Determine the risk of aphasia associated with surgery after removal of a brain tumor


Can surgeons identify aphasia risks when removing a brain tumor? To find out, researchers at Clinicum Rechts der Isar of the Technical University of Munich (TUM) are analyzing the brain as a network. In a current study of 60 patients, they actually achieved an accuracy rate with three-quarters of their expectations.

Determine the risk of aphasia associated with surgery after removal of a brain tumor
Using a special form of MRI known as germline imaging, TUM scientists produce 3D representations of networks of neural pathways in the brain. Image credit: Technical University of Munich (TUM)

Brain tumors are relatively rare. According to the German Society of Neurology, the annual incidence is about five cases per 100,000 population. “But in most cases surgical removal of the tumor is unavoidable,” says Professor Sandro Krieg, who estimates that a glioma – a common type of brain tumor – is removed at the Klinikum Rechts der Isar of the Technical University of Munich (TUM). “On an almost daily basis.”

Depending on the tumor, Craig and colleagues develop individualized treatment and surgical strategies. Crucial point: healthy tissue must be preserved as far as possible and any structures that may lead to further restrictions must not be damaged. “Aphasia” is a term for speech impairment after surgery, for example. “We want accurate knowledge of the risk of aphasia before the operation.”

The chief physician at the Clinic for Neurosurgery at the Klinikum Rechts der Isar has been studying preoperative brain mapping for more than 10 years. “We have long known the basic locations in the brain that are responsible for functions such as movement or speech. But it has only been in the past five years or so that we have begun to analyze the brain network to see how different regions work together, for example to enable a person to speak. There is something One is clear: there is no language center as such. Instead, the structure is more like several hubs or nodes of a large network through which speech can be made.

Brain tumor: making predictions through machine learning

Analysis of brain network properties – referred to as neural network analysis – a process Professor Craig’s team has been using for almost two years – plays a key role in the current research. “This way we determine the number of connections in individual brain regions,” says Professor Craig. “We have since begun to assign functions more precisely to regions of the brain.”

TUM scientists Dr. Haosu Zhang and Dr. Sebastian Ille have mapped anatomical layers of the brain responsible for speech capabilities. The process is as follows: “With a special form of MRI known as tractography, we produce three-dimensional representations of the networks and subnetworks of neural pathways in the brain,” Chang explains.

This network analysis is supported by the process of transcranial magnetic stimulation, in which a targeted magnetic pulse inhibits neurons in the fiber pathways responsible for speech. This causes a temporary speech impairment in the patient that is identifiable in the video analysis. It enables researchers to pinpoint the regions of the brain responsible for speech.

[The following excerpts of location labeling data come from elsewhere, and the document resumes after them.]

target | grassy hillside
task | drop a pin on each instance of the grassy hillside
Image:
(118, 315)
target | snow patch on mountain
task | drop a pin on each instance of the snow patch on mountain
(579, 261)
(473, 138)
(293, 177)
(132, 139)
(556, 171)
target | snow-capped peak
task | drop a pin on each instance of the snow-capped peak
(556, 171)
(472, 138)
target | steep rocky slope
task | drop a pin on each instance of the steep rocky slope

We combine so-called neural network parameters from imaging of the nervous system with information regarding a patient’s speech function.”

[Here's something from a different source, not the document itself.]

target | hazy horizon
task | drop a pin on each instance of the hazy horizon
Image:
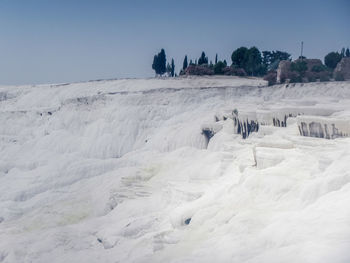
(66, 41)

Dr. Haosu Zhang, TUM Scientist

What makes Zhang and Ille’s algorithm special: It produces “statistically significant parameters” – data that can be used to train a machine learning model and thus to locate the speech of individual patients. It may seem as complicated as using different methods of analysis – the defining characteristic of the method is its simplicity: the entire analytical process works without complex algorithms or powerful computers. “The data we use is from routine hospital exams,” says Zhang.

Network analysis: 73% accuracy in predicting speech impairment

In a recent study of 60 patients, researchers at the Klinikum rechts der Isar showed that this composite analysis could predict with great accuracy (73%) whether surgery would cause speech difficulties (postoperative aphasia). “It’s very important to be able to make these predictions,” Craig says. He’s excited about the possibility of being able to identify risk more accurately by means of “real network analysis” and having concrete data to support his brain mapping.

Moreover: With the help of machine learning, predictions will get better over time. But for this, researchers will need more patient data to train machine learning algorithms. “It’s the only approach that can use big data to predict the risks of surgery,” says Professor Craig, who now plans to find more patients to take part in his research. He believes that even “a few hundred” patients would be sufficient for highly accurate predictions.


Journal reference:

Eli, S.; et al. (2022) Preoperative function‐specific retinal analysis predicting surgery-related aphasia after glioma resection. Mapping the human brain.